Les responsables de la ferme de Moyembrie comptent dès lors sur la promesse de Christiane Taubira d’une augmentation de 12 % du budget en faveur du placement extérieur. Le manque de soutien économique à l’égard de ce type de structures d’accueil menace en effet une mesure de placement extérieur pourtant reconnue comme « particulièrement adaptée à la partie la plus vulnérable de la population pénale » (Rapport Borvo et Lecerf du 4 juillet 2012 sur le bilan de l’application de la loi pénitentiaire). Ainsi en témoigne Didier, résident depuis plu- sieurs mois à la ferme : « Je n’ai pas honte de le dire, s’il n’y avait pas eu Moyembrie, je serais passé sous un train. Aujourd’hui, je suis remonté. J’ai mon propre appartement, mes propres meubles, je suis fier de ce que j’ai réussi à reconstruire. » Et le fondateur de la ferme d’interpeller : « Aussi paradoxal que ça puisse paraître, j’ai découvert ici des gens de valeur. La société est complètement idiote de considérer ces gens comme des irrécupérables. »
Samuel Gautier
Didier « J’ai fait un mois et demi de prison, pour une connerie d’alcool. Mais ça a été les moments les plus durs de ma vie. A Moyembrie, on change de mentalité. On est plus près des autres, on donne plus, on est reconnaissant. Je reste souvent l’après-midi pour travailler et je le fais avec plaisir. Il en faudrait plus en France des lieux comme ça. S’il n’y a pas des “fermes de Moyembrie” qui nous récupèrent à la sortie de prison pour nous donner un coup de pouce, on ne put pas s’en sortir.

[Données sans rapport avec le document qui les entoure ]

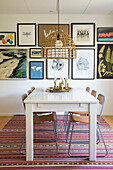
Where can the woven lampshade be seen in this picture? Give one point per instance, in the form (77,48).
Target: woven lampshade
(59,45)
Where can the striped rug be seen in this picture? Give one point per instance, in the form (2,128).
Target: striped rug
(12,135)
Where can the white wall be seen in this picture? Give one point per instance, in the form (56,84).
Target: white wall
(11,90)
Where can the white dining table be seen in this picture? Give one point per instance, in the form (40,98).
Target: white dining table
(42,100)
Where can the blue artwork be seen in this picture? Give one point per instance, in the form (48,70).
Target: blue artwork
(36,70)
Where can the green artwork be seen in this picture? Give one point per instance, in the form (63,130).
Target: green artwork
(105,61)
(13,63)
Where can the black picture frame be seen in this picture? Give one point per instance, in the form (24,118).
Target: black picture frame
(83,67)
(105,34)
(83,34)
(8,39)
(26,38)
(35,53)
(36,73)
(62,72)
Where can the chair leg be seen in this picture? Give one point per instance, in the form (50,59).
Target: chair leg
(67,133)
(70,140)
(103,141)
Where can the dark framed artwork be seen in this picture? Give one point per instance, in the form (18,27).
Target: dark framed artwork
(36,69)
(105,34)
(26,34)
(83,34)
(35,53)
(83,67)
(105,61)
(7,38)
(58,68)
(13,63)
(46,29)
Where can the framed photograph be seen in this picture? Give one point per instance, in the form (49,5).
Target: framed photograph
(83,34)
(58,68)
(83,67)
(26,34)
(46,29)
(7,38)
(35,53)
(105,61)
(13,63)
(36,69)
(105,34)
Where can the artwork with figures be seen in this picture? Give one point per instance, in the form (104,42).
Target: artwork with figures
(44,30)
(105,61)
(36,69)
(7,38)
(13,63)
(83,65)
(58,68)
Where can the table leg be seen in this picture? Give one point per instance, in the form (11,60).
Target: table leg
(92,131)
(29,133)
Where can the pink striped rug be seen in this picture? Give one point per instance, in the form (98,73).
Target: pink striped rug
(12,134)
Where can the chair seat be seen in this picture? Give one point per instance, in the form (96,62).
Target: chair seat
(44,118)
(81,119)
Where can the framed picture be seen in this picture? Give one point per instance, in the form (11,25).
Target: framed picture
(13,63)
(36,69)
(83,34)
(7,38)
(35,53)
(105,61)
(105,34)
(26,34)
(83,67)
(58,68)
(46,29)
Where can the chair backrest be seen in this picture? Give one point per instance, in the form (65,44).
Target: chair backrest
(29,92)
(88,89)
(32,88)
(93,93)
(24,96)
(101,99)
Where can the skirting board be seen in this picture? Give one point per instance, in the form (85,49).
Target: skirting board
(58,113)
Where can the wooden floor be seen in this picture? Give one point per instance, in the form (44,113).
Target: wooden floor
(5,119)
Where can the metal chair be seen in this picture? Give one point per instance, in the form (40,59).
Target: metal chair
(93,93)
(39,117)
(83,119)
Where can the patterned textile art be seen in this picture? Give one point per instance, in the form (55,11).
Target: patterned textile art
(13,133)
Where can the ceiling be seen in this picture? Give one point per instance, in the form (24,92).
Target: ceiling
(98,7)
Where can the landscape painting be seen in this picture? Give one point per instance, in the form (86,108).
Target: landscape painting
(13,64)
(105,61)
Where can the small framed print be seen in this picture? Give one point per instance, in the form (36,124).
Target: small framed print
(26,34)
(35,53)
(83,67)
(105,34)
(36,70)
(83,34)
(58,68)
(44,30)
(7,38)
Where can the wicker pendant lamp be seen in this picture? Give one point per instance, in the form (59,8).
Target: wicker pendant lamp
(59,45)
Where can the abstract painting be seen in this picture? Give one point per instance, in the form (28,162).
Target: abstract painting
(35,53)
(7,39)
(26,34)
(105,61)
(105,34)
(58,68)
(36,70)
(83,67)
(13,64)
(83,34)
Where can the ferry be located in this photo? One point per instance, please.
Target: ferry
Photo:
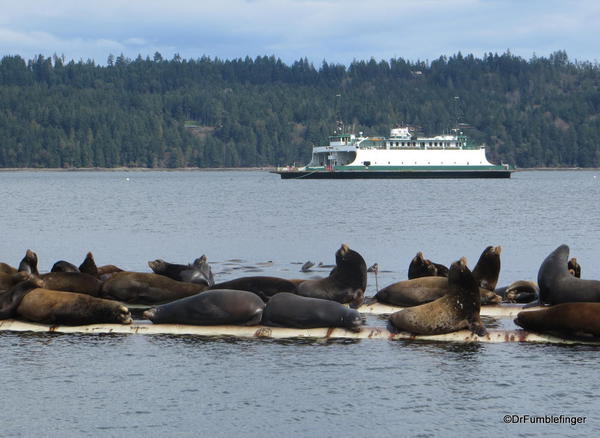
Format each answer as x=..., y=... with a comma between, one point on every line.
x=401, y=155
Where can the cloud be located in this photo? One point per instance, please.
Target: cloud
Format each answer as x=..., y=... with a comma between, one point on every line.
x=332, y=30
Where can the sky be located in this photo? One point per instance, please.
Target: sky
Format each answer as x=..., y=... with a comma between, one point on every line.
x=335, y=31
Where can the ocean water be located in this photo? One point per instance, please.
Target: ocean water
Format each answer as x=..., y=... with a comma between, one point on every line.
x=253, y=223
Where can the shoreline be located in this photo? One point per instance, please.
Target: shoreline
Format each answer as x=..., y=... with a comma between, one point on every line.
x=217, y=169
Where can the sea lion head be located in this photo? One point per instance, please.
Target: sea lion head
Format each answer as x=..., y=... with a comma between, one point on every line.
x=353, y=320
x=158, y=265
x=350, y=268
x=574, y=267
x=121, y=314
x=203, y=270
x=88, y=266
x=150, y=314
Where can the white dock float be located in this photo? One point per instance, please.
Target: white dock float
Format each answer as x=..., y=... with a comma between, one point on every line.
x=496, y=311
x=463, y=336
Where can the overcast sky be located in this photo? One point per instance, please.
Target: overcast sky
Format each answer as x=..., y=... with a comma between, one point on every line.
x=337, y=31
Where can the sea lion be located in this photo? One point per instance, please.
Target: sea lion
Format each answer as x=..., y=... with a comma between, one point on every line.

Franco « J’ai passé onze ans en prison. La vie carcérale, c’est une vie de répression. On n’est plus un être humain. On n’est plus qu’un robot qui doit obéir au doigt et à l’œil ou sinon c’est la punition. Il n’y a que la haine qui vous tient. Je me disais : je sortirai et ce ne sera pas moi tout seul qui paiera. En prison, j’ai toujours réfléchi à la haine qui m’habitait. Non seulement réfléchi mais aussi attisé. Depuis 8 mois que je suis ici, tout doucement on me fait changer d’avis. On me fait comprendre qu’il n’y a pas que la haine dans la vie. Qu’il y a aussi des personnes qui sont capables d’altruisme, d’aider les autres sans rien demander en échange, une chose que je n’avais pas connue dans ma vie antérieure. »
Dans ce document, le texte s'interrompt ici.